Lilia Lara, a Tijuana resident, displays the U.S. and Mexican flags ahead of a rally Saturday by Mexican President Andres Lopez Obrador in Tijuana, Mexico.

President Donald Trump is trying to put a happy face on the overwhelming embarrassment he suffered last week in Congress. While he attended D-Day anniversary ceremonies abroad, Republican leaders on Capitol Hill were delivering a resounding rejection of his plan to impose escalating tariffs on imports from Mexico.

The tariff threat was a dud from the start, and the unusually outspoken GOP opposition made clear that if the White House proceeded, it would be legislatively rebuffed. Trump did what he usually does to protect his fragile ego: He declared victory, then unleashed a Twitter storm against his critics.

The most pronounced rejection came from Texas Sens. John Cornyn and Ted Cruz, two Republicans who have long preferred stoic silence to public criticism of Trump. On Mexico, however, they could no longer stay quiet. Mexico accounts for 35 percent of Texas’ exports, worth $110 billion, and $27 billion of the state’s imports.

“We’re holding a gun to our own heads by doing this,” Cornyn stated last week.

“I will yield to nobody in passion and seriousness and commitment for securing the border,” Cruz told reporters. “But there’s no reason for Texas farmers and ranchers and manufacturers and small businesses to pay the price of massive new taxes.” Cruz was referring to the fact that tariffs wouldn’t have been paid by Mexico but rather by U.S. importers, which ultimately pass those expenses to consumers in the form of

higher prices.

Trump’s tariffs were never clearly defined. He failed to state how they would be implemented and what specific actions Mexico had to undertake to avoid them. Free trade between the two countries involves complex manufacturing scenarios requiring that unfinished manufactured goods contain components and labor inputs from both sides of the border. Some goods, such as cars and apparel, can go back and forth multiple times across the border before they are finished. Manufacturers scrambled to calculate the astronomical tariffs that could have resulted.
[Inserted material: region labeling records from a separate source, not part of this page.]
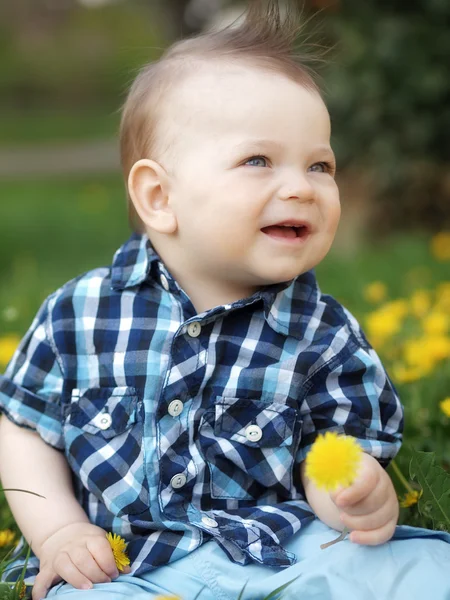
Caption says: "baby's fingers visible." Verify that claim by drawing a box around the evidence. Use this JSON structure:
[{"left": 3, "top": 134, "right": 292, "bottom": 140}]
[
  {"left": 350, "top": 519, "right": 397, "bottom": 546},
  {"left": 69, "top": 546, "right": 114, "bottom": 585},
  {"left": 31, "top": 569, "right": 61, "bottom": 600},
  {"left": 340, "top": 502, "right": 393, "bottom": 531},
  {"left": 53, "top": 552, "right": 92, "bottom": 590}
]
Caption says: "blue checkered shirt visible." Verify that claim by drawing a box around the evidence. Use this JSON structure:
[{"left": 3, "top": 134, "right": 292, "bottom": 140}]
[{"left": 0, "top": 234, "right": 402, "bottom": 582}]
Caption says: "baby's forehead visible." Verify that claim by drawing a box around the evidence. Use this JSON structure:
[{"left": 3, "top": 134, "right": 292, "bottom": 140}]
[{"left": 153, "top": 61, "right": 329, "bottom": 155}]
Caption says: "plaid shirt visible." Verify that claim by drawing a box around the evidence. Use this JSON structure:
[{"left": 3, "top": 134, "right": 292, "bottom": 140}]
[{"left": 0, "top": 234, "right": 402, "bottom": 582}]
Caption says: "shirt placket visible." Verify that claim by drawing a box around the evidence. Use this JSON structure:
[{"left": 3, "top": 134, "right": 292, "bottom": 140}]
[{"left": 157, "top": 318, "right": 209, "bottom": 522}]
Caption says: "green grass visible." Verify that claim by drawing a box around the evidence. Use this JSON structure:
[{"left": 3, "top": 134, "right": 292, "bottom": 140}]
[
  {"left": 0, "top": 109, "right": 120, "bottom": 149},
  {"left": 0, "top": 176, "right": 129, "bottom": 334}
]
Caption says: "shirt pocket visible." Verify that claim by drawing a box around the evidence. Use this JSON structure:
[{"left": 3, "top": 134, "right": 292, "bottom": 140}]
[
  {"left": 201, "top": 397, "right": 300, "bottom": 500},
  {"left": 64, "top": 386, "right": 149, "bottom": 517}
]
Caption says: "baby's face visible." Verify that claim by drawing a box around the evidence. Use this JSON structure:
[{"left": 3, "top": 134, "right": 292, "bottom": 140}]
[{"left": 155, "top": 64, "right": 340, "bottom": 297}]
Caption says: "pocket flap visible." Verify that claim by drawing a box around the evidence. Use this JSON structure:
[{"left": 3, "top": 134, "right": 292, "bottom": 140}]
[
  {"left": 68, "top": 386, "right": 138, "bottom": 438},
  {"left": 214, "top": 397, "right": 297, "bottom": 447}
]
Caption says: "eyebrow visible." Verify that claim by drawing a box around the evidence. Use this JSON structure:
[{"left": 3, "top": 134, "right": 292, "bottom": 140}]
[{"left": 235, "top": 139, "right": 336, "bottom": 161}]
The U.S. Chamber of Commerce’s Myron Brilliant argued Monday on CNBC that the policy would have harmed the U.S. economy and created global uncertainty among U.S. trading partners.
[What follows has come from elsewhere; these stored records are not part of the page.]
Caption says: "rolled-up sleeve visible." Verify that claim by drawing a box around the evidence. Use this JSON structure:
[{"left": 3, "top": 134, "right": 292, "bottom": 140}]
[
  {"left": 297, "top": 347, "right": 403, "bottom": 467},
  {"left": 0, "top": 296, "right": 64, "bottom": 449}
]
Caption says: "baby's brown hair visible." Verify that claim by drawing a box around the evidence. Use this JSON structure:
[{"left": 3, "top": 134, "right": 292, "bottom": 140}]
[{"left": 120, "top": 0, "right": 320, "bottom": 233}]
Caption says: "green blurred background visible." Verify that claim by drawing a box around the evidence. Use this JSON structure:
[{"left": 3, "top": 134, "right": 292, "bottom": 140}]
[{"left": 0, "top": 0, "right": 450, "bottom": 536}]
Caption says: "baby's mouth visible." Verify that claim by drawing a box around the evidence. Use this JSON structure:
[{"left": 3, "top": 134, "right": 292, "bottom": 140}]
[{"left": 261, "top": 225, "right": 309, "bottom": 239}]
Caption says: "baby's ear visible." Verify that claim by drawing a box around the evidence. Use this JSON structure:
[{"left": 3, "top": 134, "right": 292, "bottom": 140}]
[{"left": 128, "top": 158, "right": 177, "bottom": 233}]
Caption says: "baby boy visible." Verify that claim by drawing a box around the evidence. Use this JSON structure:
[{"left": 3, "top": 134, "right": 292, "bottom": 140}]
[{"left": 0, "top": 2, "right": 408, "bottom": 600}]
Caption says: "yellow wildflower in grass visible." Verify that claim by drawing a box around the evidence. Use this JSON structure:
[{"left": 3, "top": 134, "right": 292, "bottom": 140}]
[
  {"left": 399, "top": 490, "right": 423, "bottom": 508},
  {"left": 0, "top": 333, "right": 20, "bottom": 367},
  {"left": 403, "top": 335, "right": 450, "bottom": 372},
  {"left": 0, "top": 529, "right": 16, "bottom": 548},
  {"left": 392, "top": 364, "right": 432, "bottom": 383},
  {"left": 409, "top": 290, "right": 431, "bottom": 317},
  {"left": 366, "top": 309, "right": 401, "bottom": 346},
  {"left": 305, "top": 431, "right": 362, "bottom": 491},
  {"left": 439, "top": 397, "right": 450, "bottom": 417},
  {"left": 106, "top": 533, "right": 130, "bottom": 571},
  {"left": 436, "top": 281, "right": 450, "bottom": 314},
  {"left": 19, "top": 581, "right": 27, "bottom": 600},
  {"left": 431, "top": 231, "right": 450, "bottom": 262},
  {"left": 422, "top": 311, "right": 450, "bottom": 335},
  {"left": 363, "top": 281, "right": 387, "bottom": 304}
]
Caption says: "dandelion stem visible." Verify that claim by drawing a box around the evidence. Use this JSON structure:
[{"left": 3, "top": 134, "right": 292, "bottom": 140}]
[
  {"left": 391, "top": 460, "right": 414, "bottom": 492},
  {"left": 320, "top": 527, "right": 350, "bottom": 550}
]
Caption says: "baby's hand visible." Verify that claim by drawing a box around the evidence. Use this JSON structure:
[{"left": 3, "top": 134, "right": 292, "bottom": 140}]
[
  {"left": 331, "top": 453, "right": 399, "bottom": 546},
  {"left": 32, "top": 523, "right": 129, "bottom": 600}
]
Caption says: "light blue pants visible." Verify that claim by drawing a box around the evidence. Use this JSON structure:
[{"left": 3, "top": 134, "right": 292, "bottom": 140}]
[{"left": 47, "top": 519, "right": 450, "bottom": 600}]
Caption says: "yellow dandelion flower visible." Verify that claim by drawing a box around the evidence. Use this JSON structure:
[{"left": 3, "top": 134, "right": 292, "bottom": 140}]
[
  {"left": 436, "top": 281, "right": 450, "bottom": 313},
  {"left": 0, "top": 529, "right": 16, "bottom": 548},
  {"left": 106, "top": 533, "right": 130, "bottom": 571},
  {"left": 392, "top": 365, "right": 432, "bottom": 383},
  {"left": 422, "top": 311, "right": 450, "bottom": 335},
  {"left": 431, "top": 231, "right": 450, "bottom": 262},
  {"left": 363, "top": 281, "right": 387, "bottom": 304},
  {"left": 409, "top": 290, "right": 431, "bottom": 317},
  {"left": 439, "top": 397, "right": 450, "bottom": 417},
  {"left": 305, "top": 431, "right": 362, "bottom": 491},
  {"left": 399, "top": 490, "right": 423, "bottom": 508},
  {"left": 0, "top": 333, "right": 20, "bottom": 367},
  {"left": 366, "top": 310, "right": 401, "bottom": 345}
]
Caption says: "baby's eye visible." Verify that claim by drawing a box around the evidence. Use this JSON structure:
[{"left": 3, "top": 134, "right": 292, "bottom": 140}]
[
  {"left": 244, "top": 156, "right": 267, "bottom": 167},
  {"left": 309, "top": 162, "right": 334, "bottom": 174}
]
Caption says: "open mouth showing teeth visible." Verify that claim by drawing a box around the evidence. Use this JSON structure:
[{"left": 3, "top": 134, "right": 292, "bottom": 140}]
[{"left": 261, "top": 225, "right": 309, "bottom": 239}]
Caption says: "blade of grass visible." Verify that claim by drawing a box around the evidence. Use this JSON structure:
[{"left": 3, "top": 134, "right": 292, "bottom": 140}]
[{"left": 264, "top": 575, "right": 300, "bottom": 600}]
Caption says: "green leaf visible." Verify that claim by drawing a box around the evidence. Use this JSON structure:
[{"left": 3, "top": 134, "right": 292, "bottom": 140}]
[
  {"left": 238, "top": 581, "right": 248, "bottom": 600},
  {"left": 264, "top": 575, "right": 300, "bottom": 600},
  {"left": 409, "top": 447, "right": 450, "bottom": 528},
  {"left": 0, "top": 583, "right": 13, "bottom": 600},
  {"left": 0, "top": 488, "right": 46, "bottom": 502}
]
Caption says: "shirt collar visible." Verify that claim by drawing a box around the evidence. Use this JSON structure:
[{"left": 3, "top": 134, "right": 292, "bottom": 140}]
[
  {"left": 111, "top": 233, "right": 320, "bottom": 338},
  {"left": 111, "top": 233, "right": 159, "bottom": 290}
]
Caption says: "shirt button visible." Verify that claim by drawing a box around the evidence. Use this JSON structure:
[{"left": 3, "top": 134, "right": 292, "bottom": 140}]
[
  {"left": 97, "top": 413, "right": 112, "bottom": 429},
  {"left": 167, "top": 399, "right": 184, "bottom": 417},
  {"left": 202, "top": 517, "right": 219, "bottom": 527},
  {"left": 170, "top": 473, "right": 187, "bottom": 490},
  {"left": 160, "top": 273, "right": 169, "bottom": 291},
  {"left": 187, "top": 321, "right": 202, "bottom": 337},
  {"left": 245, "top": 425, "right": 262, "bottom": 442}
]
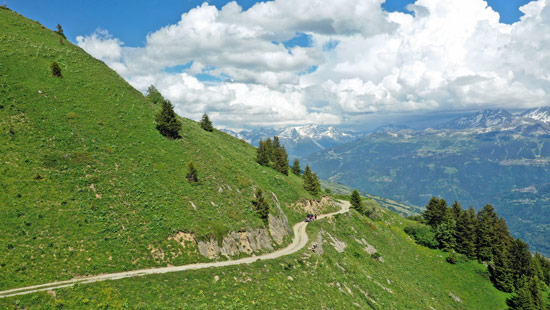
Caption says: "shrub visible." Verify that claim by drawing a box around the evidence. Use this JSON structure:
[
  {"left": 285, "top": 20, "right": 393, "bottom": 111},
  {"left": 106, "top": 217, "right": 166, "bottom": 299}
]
[
  {"left": 50, "top": 61, "right": 63, "bottom": 77},
  {"left": 445, "top": 251, "right": 458, "bottom": 265},
  {"left": 405, "top": 225, "right": 439, "bottom": 249}
]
Trump happened to be watching the show and phoned in to respond, “If we didn’t have (the threat of) tariffs, we wouldn’t have made a deal with Mexico. We got everything we wanted” in terms of winning unspecified pledges from Mexico to slow the flow of northbound immigrants.

In fact, Mexico made those pledges before the tariff threats and had already begun deploying troops along its southern border with Guatemala. It also had introduced job-creation programs and other measures to encourage migrants to stay in Mexico.

Trump’s victory campaign rings as hollow as his threats against Mexico, sending a sad message to the world that a paper tiger, rather than a president, occupies the White House.